NEW YORK • Mr Zach Kirkhorn landed his first job out of school with McKinsey & Co and joined Tesla while still in his mid-20s. He is about to take over a finance department that has been through months of tumult.
Mr Kirkhorn, 34, will become chief financial officer of the electric-car maker after a few months more grooming by his predecessor, Mr Deepak Ahuja.
Chief executive officer Elon Musk revealed the shake-up in the closing minutes of Tesla's earnings called on Wednesday and the surprise announcement sent the shares tumbling as much as 5.9 per cent.
Tesla saw a wave of executive departures last year that hit the finance team particularly hard. Chief accounting officer Dave Morton resigned in September after less than a month. Mr Justin McAnear, vice-president of worldwide finance, left in October.
Mr Ahuja, 56, retired in 2015 but returned in 2017 when his successor, Mr Jason Wheeler, announced he had quit after just 15 months. He plans to go back into retirement after a few months and continue to serve as a senior adviser, probably for several years, according to Mr Musk.
The CEO joked on the call that he did not think the few years Mr Kirkhorn spent at Harvard Business School were necessary - he earned his MBA in 2013. While he will rank among the youngest CFOs at major United States companies, he has a few years on Mr David Knopf, who took over the role for Kraft Heinz at 29 in 2017.
"Zach's incredibly talented and has made a huge contribution to Tesla over the years," Mr Musk said, adding that his new CFO was "a very well-known quantity to the whole team and has the respect of the whole team".

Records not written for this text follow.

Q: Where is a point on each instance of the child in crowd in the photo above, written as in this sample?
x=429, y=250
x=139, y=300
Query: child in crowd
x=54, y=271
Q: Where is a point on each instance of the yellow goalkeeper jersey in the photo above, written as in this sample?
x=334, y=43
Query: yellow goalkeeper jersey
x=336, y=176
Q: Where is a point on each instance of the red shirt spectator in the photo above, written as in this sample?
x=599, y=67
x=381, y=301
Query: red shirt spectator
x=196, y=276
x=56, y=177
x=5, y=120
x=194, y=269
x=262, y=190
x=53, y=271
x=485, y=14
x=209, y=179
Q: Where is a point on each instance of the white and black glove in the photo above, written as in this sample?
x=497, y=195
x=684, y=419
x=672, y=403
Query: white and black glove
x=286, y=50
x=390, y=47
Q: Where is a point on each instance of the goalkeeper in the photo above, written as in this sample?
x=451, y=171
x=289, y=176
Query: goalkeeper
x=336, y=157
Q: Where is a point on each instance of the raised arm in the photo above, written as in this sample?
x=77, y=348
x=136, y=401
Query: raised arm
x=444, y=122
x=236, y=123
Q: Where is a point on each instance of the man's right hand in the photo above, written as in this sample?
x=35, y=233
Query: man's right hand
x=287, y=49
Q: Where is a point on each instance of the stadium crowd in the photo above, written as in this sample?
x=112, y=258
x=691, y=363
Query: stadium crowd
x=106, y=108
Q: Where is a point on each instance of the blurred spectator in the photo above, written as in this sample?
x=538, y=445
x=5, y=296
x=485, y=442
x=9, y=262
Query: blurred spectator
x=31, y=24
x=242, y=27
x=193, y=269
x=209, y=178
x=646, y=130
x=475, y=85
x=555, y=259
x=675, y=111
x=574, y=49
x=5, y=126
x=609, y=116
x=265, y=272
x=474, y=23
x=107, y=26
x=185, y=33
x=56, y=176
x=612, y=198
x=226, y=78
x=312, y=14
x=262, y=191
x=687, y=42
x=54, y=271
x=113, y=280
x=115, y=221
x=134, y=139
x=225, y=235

Tesla shares were already trading lower before the CFO announcement. While the company came up short of analysts' estimates for fourth-quarter profit, it posted US$910 million (S$1,228 million) in free cash flow. Mr Musk also assured investors Tesla will be able to "comfortably" pay off US$920 million worth of convertible bonds maturing next month.
"I feel we're starting 2019 with a very strong financial foundation," Mr Kirkhorn said.
"We have enough cash to continue launching new programmes and developing new technologies, and we're able to service upcoming debt obligations with our forecasted cash flows."